HAMPSHIRE defence giant Chemring reported a fall in profit for the first six months of the year, hit by delays in US orders.

Underlying pretax profit fell 21 per cent to £39.2m, largely due to a delay in the US Government’s awarding a £360m million contract to NIITEK, a mine detection subsidiary.

Whitely based Chemring, best known for making flares and other countermeasures, said revenue from continuing operations was up 4 per to £333.3 million for the first half of the year to the end of April.

The firm, which employs 4,000 people, said its order book was up 14 percent at one billion pounds since October 2011.

Dr David Price, Chemring Group Chief Executive, said it was a record and remained “ the best leading indicator” of future growth.

He added: “The second half has started well, with trading in May up over 50 per cent year-on-year.
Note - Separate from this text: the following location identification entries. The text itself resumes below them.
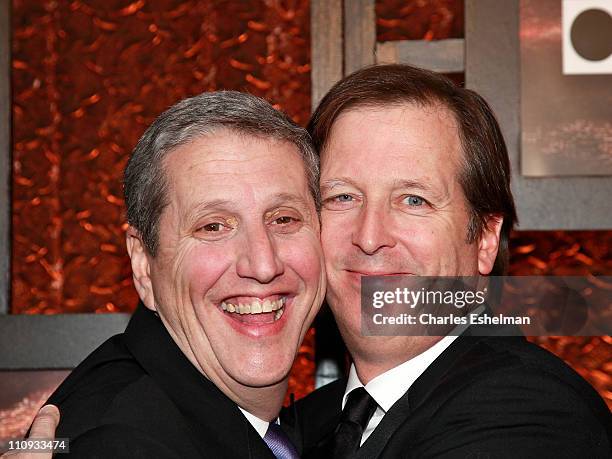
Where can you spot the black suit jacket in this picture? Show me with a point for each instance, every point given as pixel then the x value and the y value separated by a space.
pixel 138 396
pixel 483 397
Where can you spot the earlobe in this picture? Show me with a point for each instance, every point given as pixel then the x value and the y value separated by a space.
pixel 489 244
pixel 141 271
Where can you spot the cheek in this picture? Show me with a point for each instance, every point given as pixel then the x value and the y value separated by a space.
pixel 335 233
pixel 204 266
pixel 304 256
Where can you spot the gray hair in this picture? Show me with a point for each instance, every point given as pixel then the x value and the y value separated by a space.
pixel 144 180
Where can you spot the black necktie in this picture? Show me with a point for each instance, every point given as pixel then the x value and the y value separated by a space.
pixel 359 408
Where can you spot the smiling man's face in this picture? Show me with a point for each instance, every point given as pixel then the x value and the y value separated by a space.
pixel 392 204
pixel 239 275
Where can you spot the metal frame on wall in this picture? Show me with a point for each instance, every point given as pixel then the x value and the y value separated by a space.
pixel 489 55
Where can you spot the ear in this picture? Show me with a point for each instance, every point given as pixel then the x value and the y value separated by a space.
pixel 141 271
pixel 489 244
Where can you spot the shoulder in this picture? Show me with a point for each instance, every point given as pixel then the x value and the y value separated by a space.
pixel 508 393
pixel 108 386
pixel 119 441
pixel 326 398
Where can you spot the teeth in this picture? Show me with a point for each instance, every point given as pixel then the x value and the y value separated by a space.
pixel 256 307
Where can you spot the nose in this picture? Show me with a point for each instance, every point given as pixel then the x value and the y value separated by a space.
pixel 372 233
pixel 259 258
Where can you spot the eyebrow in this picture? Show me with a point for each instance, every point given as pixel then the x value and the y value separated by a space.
pixel 414 184
pixel 289 198
pixel 226 204
pixel 332 183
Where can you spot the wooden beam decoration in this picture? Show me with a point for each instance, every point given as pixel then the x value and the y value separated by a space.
pixel 446 56
pixel 359 34
pixel 326 46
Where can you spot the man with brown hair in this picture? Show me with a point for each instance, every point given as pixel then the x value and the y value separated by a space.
pixel 415 180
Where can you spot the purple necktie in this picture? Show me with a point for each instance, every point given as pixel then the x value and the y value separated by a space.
pixel 279 443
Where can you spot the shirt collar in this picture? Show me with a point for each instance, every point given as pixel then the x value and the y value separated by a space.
pixel 388 387
pixel 258 424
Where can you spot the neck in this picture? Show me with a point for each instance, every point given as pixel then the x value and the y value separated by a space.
pixel 263 402
pixel 371 360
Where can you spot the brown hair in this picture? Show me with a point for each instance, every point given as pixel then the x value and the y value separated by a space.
pixel 485 170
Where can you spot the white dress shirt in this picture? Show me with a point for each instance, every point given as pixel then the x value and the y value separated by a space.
pixel 388 387
pixel 259 425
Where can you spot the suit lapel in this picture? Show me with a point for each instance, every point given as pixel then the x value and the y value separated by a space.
pixel 217 427
pixel 399 415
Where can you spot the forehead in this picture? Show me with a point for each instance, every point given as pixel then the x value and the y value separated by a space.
pixel 403 140
pixel 234 167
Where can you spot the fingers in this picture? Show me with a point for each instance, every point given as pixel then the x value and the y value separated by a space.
pixel 45 423
pixel 44 426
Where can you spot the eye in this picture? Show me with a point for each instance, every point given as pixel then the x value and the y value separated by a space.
pixel 212 227
pixel 343 198
pixel 414 201
pixel 284 220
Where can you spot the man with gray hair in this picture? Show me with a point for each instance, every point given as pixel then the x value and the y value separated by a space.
pixel 221 194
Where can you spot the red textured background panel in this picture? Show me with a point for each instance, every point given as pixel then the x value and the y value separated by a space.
pixel 419 19
pixel 88 77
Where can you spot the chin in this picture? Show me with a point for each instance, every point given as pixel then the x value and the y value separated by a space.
pixel 264 373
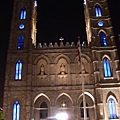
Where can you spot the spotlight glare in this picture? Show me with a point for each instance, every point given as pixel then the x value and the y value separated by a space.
pixel 62 116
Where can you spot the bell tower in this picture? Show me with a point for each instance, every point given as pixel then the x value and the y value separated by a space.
pixel 23 25
pixel 42 81
pixel 100 37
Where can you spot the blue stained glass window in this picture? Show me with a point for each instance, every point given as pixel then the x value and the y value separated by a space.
pixel 107 69
pixel 103 39
pixel 98 11
pixel 16 111
pixel 20 42
pixel 23 13
pixel 112 109
pixel 18 70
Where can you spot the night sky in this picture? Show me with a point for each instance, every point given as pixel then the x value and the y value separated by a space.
pixel 56 18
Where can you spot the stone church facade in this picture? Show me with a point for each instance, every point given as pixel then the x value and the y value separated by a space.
pixel 45 80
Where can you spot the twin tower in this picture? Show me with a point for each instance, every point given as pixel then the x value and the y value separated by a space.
pixel 44 81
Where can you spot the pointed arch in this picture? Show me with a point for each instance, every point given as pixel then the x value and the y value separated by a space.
pixel 43 110
pixel 98 11
pixel 82 110
pixel 40 95
pixel 89 104
pixel 16 110
pixel 65 95
pixel 20 43
pixel 18 70
pixel 112 107
pixel 103 40
pixel 23 13
pixel 107 67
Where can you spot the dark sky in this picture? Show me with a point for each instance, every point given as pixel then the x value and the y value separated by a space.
pixel 57 18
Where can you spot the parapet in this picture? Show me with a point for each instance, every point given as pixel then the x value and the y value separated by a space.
pixel 60 45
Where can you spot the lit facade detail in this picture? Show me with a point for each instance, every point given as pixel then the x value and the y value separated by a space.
pixel 44 80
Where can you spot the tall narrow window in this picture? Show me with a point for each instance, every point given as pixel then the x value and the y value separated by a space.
pixel 43 110
pixel 20 42
pixel 107 69
pixel 82 110
pixel 112 109
pixel 18 70
pixel 16 111
pixel 23 13
pixel 103 39
pixel 98 11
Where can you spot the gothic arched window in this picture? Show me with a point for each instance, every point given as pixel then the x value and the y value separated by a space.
pixel 103 39
pixel 112 108
pixel 20 42
pixel 43 110
pixel 98 11
pixel 82 110
pixel 107 68
pixel 23 13
pixel 18 70
pixel 16 111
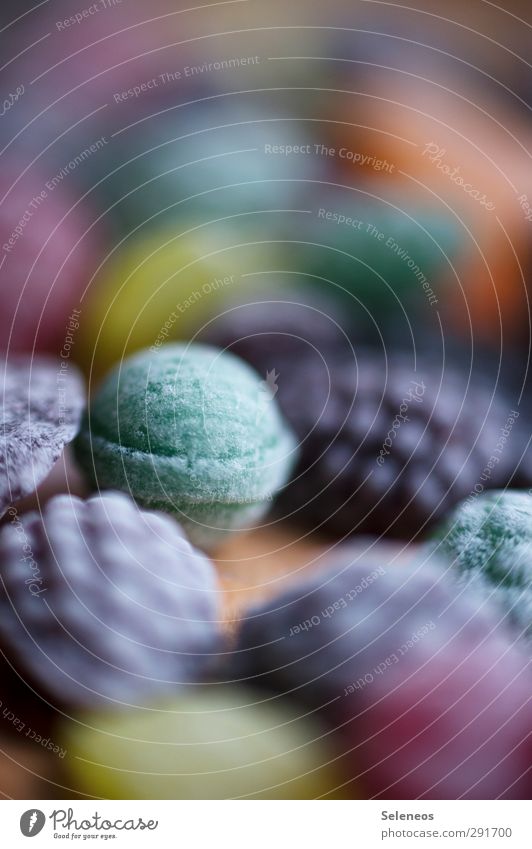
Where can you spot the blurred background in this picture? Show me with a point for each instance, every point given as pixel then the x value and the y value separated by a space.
pixel 232 170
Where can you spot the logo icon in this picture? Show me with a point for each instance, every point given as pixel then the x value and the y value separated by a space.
pixel 32 822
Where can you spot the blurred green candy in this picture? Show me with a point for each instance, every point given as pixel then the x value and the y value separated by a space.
pixel 489 540
pixel 190 430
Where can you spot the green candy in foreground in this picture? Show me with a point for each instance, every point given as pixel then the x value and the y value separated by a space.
pixel 209 744
pixel 190 430
pixel 489 539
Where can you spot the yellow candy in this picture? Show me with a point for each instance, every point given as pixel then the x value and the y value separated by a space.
pixel 213 743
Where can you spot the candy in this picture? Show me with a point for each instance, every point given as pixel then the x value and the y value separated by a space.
pixel 42 402
pixel 422 681
pixel 384 260
pixel 102 603
pixel 190 430
pixel 489 540
pixel 162 287
pixel 387 446
pixel 48 252
pixel 269 331
pixel 210 744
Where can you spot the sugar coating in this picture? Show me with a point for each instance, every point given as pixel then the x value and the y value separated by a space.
pixel 192 430
pixel 41 412
pixel 104 604
pixel 213 743
pixel 490 542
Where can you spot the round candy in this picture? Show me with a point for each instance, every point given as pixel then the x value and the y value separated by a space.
pixel 163 287
pixel 220 743
pixel 190 430
pixel 388 446
pixel 423 682
pixel 269 330
pixel 205 160
pixel 48 252
pixel 384 260
pixel 42 401
pixel 489 540
pixel 102 603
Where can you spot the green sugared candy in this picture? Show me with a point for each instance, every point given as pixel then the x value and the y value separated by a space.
pixel 190 430
pixel 489 539
pixel 213 744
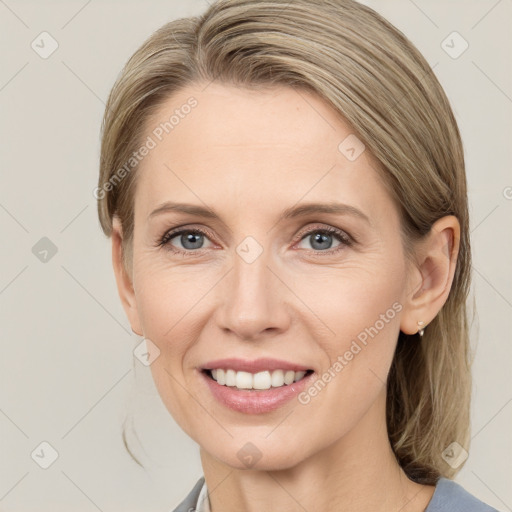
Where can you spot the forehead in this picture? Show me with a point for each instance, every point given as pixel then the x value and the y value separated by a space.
pixel 253 148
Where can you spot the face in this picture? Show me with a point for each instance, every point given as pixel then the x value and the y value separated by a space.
pixel 262 277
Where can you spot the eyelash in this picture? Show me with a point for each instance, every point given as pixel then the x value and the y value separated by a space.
pixel 345 239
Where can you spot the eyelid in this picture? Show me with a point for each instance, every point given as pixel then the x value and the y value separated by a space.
pixel 346 240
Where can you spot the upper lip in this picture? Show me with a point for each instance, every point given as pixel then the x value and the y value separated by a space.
pixel 254 366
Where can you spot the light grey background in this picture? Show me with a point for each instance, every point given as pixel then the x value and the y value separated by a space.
pixel 68 376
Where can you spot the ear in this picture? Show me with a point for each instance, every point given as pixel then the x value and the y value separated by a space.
pixel 124 281
pixel 430 279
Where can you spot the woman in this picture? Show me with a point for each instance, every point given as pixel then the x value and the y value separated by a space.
pixel 285 190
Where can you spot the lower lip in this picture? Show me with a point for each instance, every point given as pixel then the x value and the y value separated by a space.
pixel 255 401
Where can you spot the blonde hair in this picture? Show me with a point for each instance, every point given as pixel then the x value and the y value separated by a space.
pixel 374 77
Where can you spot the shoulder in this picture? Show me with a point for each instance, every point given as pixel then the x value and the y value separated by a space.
pixel 449 496
pixel 190 502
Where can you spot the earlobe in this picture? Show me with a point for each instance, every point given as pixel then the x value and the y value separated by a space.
pixel 432 277
pixel 123 280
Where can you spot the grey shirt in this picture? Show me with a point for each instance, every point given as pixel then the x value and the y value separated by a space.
pixel 448 496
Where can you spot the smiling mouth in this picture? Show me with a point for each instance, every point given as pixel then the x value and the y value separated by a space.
pixel 259 381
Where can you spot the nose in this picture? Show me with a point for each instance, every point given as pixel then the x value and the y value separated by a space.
pixel 253 300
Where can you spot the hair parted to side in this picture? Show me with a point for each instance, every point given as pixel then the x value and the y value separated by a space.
pixel 380 84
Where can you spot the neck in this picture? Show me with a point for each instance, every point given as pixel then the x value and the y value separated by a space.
pixel 359 472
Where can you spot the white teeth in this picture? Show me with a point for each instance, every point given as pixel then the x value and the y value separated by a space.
pixel 277 378
pixel 231 378
pixel 260 380
pixel 243 380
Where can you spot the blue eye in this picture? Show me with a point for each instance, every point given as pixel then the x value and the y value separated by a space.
pixel 192 240
pixel 321 239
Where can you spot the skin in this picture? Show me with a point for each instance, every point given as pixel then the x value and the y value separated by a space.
pixel 248 155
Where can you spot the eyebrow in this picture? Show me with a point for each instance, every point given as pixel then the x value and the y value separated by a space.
pixel 290 213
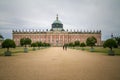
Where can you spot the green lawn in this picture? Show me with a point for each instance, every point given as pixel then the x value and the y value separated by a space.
pixel 100 50
pixel 15 50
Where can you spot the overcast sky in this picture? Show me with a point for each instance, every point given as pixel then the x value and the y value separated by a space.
pixel 86 15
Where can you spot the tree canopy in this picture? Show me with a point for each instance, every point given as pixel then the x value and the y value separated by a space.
pixel 110 43
pixel 8 43
pixel 91 41
pixel 25 41
pixel 77 43
pixel 82 44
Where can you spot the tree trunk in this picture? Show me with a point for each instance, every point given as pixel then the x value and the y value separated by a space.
pixel 7 49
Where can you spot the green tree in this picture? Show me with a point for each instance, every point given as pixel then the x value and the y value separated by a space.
pixel 34 45
pixel 110 43
pixel 77 43
pixel 82 45
pixel 8 43
pixel 39 44
pixel 71 44
pixel 117 40
pixel 25 42
pixel 91 42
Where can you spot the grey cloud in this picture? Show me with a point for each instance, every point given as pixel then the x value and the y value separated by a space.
pixel 75 14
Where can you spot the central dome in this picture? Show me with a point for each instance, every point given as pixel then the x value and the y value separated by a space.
pixel 57 21
pixel 57 25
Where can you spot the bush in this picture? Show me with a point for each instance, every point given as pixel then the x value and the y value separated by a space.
pixel 8 43
pixel 110 43
pixel 91 42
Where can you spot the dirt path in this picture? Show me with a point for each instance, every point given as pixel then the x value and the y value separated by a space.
pixel 56 64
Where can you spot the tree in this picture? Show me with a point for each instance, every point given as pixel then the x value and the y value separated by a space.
pixel 117 40
pixel 25 42
pixel 39 44
pixel 91 42
pixel 82 45
pixel 110 43
pixel 77 43
pixel 8 43
pixel 34 45
pixel 71 44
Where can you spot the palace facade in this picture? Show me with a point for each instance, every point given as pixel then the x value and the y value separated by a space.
pixel 56 36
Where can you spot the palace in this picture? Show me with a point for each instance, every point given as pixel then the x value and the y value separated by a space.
pixel 56 36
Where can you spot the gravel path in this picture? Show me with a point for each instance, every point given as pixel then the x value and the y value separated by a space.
pixel 55 64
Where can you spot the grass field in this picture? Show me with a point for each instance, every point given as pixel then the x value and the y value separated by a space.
pixel 15 50
pixel 100 50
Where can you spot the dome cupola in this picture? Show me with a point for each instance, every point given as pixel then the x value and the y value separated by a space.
pixel 57 25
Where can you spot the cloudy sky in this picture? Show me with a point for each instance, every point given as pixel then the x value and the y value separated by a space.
pixel 86 15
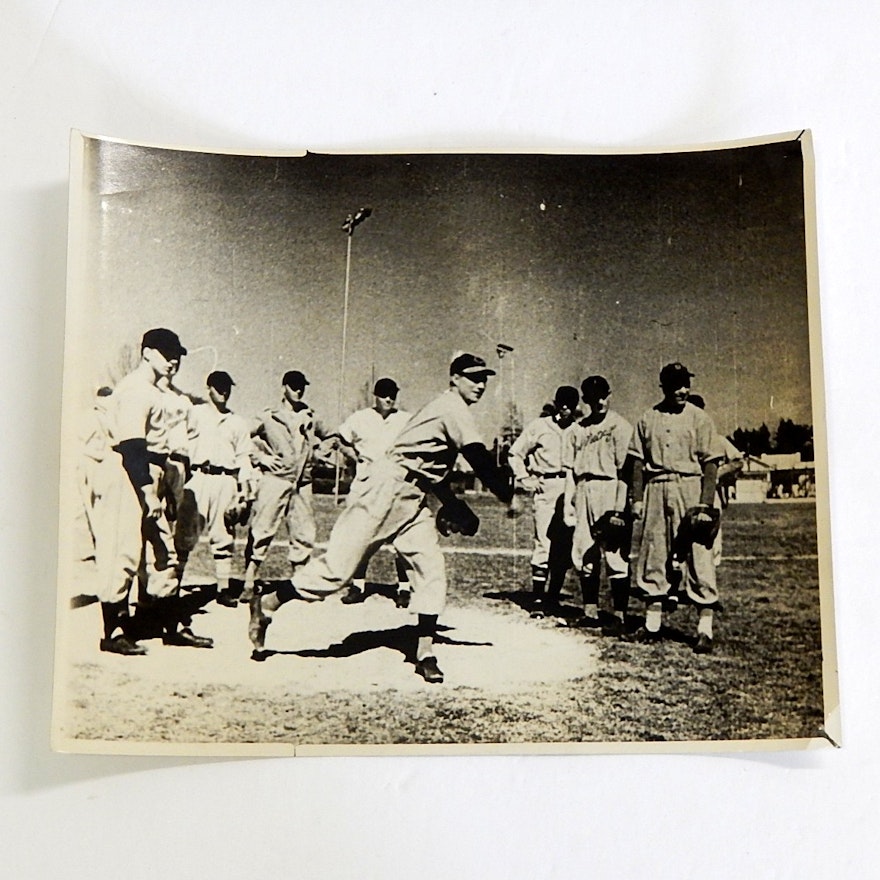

The board is confident that the Group will deliver a strong second half trading performance, with increased operating margins that will enable us to meet our full year expectations.”

Chemring has seen its share price halve over the past year to value the company at £600 million after it issued a profits warning and said it would be hit by weaker defence spending and delays to orders.

Analysts fear the company is facing a tough time as Nato forces are gradually withdrawn from Afghanistan, while the US - the world's biggest military spender - has capped spending in 2012.

And because its products, which include flares and decoys for helicopters and aeroplanes, are small and quick to replace, they can be easily run down by Governments looking to tighten their purse strings.

It is trying to compensate for the squeeze in its western markets by selling more products to emerging economies such as Brazil and India.

The company has already closed a plant in the US and is considering closing two more in the country.